Types of POS Software
Although there is an enormous array of POS tools on the market, the software can be divided into three broad generic categories:
Mobile POS systems – Whilst the primary purpose of such systems is to manage payments, some also allow for inventory control. They are suited to individual retailers because they are usually cheap and, in some cases, there are free apps which can be downloaded.
Terminal POS systems – These are the most common type of systems and typically comprise both hardware and software elements. Their principal advantage is controlled access and cloud back-up.
Cloud-HostedPOS systems – These systems allow retailers to access POS functionality online. They are a good cheap option for start-ups.
Examples of POS Software
1. LevelUp is a mobile ordering and payment platform which uses QR (Quick response) code technology to allow for transactions to be made at local businesses via IPhone and Android phones. The app allows registered users to securely link their credit or debit card to a unique QR code embedded within the app. To pay, users scan the QR code on their phone at LevelUp terminals located at local businesses who have signed up for the service.

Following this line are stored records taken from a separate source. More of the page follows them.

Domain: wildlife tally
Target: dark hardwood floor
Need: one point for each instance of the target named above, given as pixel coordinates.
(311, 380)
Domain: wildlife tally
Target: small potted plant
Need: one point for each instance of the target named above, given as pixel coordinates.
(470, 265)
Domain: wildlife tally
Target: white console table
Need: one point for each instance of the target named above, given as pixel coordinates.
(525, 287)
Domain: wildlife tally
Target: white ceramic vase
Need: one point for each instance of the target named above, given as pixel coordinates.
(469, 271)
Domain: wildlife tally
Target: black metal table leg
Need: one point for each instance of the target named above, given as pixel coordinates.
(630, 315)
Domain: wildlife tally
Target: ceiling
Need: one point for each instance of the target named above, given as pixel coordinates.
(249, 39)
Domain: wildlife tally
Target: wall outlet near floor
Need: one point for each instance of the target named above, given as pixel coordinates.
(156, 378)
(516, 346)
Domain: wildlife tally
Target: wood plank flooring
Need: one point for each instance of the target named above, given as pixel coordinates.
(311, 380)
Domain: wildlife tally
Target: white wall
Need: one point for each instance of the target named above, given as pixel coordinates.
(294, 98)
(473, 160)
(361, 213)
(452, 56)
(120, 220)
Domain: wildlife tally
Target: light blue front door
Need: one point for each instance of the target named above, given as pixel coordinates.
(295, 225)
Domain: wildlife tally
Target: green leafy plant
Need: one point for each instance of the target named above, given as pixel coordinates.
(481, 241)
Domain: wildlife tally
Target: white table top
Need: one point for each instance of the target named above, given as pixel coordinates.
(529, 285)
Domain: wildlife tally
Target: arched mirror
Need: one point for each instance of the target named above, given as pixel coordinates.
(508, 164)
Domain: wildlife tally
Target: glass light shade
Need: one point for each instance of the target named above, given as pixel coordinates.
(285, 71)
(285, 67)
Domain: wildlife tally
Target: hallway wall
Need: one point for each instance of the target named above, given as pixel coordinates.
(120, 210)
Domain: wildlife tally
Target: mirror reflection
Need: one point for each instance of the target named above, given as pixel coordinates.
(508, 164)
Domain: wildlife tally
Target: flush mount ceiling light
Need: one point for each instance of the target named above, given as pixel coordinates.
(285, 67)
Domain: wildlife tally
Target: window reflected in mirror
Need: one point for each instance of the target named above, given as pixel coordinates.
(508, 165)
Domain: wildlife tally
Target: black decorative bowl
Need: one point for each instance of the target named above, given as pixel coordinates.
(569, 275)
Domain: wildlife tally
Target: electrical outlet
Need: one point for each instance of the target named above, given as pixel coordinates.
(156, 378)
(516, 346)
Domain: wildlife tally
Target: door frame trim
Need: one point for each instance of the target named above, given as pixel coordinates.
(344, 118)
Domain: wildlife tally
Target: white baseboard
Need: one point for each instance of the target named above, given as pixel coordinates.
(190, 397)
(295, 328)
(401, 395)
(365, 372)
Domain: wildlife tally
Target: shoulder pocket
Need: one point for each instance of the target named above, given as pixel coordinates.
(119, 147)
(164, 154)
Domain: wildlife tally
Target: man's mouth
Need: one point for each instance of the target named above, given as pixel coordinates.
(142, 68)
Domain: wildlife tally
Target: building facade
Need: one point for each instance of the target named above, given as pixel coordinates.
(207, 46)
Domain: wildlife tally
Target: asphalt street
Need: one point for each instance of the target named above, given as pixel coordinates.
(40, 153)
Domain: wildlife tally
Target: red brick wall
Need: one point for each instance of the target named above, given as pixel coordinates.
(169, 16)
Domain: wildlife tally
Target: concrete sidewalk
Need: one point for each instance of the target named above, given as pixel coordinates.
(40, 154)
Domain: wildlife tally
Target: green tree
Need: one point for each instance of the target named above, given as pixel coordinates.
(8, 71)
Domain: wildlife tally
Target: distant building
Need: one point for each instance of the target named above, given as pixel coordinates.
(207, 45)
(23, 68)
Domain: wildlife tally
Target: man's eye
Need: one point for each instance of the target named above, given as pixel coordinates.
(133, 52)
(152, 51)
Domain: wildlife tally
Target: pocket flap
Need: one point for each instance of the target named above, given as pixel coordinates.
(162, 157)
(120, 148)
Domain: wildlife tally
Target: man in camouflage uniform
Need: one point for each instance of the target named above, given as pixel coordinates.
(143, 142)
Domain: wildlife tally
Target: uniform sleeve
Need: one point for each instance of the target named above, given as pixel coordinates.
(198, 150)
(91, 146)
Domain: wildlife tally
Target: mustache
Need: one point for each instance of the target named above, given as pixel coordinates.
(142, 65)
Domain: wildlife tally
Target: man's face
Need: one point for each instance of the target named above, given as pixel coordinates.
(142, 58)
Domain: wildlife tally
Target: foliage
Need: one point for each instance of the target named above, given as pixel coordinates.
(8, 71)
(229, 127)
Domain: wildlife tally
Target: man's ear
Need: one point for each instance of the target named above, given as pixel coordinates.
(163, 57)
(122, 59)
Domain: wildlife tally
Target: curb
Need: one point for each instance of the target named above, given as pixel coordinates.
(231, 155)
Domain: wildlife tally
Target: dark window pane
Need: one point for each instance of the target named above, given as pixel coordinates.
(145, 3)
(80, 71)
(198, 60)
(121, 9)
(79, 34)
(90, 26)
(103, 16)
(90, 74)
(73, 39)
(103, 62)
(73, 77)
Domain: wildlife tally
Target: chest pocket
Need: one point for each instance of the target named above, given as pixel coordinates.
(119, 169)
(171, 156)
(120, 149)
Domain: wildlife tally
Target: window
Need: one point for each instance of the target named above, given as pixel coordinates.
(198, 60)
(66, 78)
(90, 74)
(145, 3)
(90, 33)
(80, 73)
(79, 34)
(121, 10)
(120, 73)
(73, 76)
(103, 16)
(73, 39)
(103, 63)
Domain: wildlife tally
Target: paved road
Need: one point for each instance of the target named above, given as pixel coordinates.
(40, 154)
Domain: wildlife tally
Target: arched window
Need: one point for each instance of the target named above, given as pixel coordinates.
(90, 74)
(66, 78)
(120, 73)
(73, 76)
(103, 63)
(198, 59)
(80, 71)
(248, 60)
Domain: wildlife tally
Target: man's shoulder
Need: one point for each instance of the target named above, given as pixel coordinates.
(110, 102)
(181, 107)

2. QuickBooks POS is an on premise, web-based and mobile POS solution aimed at businesses of all sizes. The software allows users to build customer relationships, manage inventory and automate their banking processes. An adjunct to the popular financial software program, the QuickBooks POS package allows users to enter sales information directly into the company’s accounting system. Other key features include barcode scanning, credit card processing, discounts, gift cards and a full customer history.
3. Square Point of Sale, formerly known as Square Register, is a free POS app which gives small business retailers all they need to accept payments. Payments can be accepted either via a Square Reader or Square Stand. The app enables retailers to keep track of sales, manage inventory, and view analytics about their business.
A robust POS software system has a number of benefits for a retailer, including improved efficiency and security, reduced possibility of error, improved reporting and an enhanced customer experience. In addition, such packages provide valuable insights into the profitability of a business and the effectiveness of the POS process, and enable managers to pro-actively manage inventory and reordering.
There is an extensive range of POS software products on the market, some of which have general application, whilst others have been designed specifically to deal with one or more elements of the POS process. It is, therefore, critical that research is done before investing in any of these products and, where available, trials should be arranged to make sure the software meets the need of the particular retailer.